Do you have any designers on board?
We have a couple of designer friends who donate to us, occasionally. We get in touch with them on a regular basis to ask them to donate clothes from their previous collection. Plus, our friends and well-wishers love to donate clothes, in good condition, which they don’t want to wear any more. So you will find a Sabyasachi sari, Zara tops and many branded clothes for men and women. Plus we also have accessories like handbags and jewellery.
What has been the biggest achievement so far?
Monetarily, donating 27 lakhs to various charities. And the countless smiles is immeasurable.
Name a few organisations you work with.
We try to touch as many lives possible and work with organisations like Mahavir Seva Sadan, Ektara and Ek Prayas, PremaShree Blind School, Ek Packet Umeed and many others.
What is the process that follows after the clothes are collected?
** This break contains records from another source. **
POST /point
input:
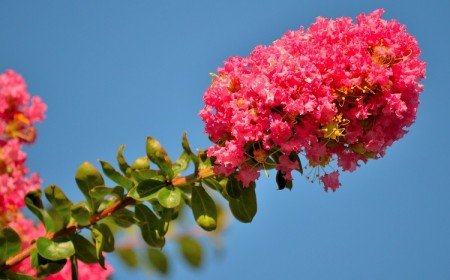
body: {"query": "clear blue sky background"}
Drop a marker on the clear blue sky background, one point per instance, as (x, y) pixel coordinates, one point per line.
(113, 72)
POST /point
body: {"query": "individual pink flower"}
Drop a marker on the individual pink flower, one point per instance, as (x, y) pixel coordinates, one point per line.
(286, 165)
(331, 181)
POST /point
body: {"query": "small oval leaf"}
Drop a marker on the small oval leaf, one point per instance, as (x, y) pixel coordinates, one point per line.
(115, 176)
(169, 198)
(10, 244)
(204, 209)
(158, 260)
(54, 250)
(245, 207)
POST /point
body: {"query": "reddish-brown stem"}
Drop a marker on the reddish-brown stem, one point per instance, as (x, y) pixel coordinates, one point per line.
(108, 211)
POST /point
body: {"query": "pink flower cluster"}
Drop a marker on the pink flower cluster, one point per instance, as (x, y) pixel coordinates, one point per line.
(18, 113)
(340, 90)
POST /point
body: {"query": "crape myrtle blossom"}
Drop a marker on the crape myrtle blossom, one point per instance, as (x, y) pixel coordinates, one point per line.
(18, 114)
(339, 90)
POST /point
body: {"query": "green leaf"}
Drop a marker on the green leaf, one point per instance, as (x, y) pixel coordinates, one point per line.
(182, 163)
(115, 176)
(58, 221)
(10, 244)
(54, 251)
(128, 256)
(123, 217)
(98, 238)
(213, 184)
(191, 251)
(81, 214)
(59, 201)
(234, 187)
(123, 165)
(34, 203)
(151, 227)
(88, 177)
(142, 175)
(188, 150)
(104, 238)
(158, 260)
(244, 208)
(47, 267)
(204, 209)
(146, 189)
(157, 154)
(84, 250)
(169, 198)
(141, 163)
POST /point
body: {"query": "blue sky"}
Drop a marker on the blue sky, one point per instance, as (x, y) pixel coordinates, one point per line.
(113, 72)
Once we collect clothes from donors we get them cleaned, ironed, repaired, if required, and then tag them at a nominal price in our retail outlet for sale.
How are you planning to operate post lockdown?
Post lockdown we will work on an appointment basis. Plus we are trying to create an e-commerce platform.
What are your other further plans?
We are planning to educate women to make things out of waste. We want to give our little support to the initiative of Vocal is Local and Make in India, started by the Prime Minister.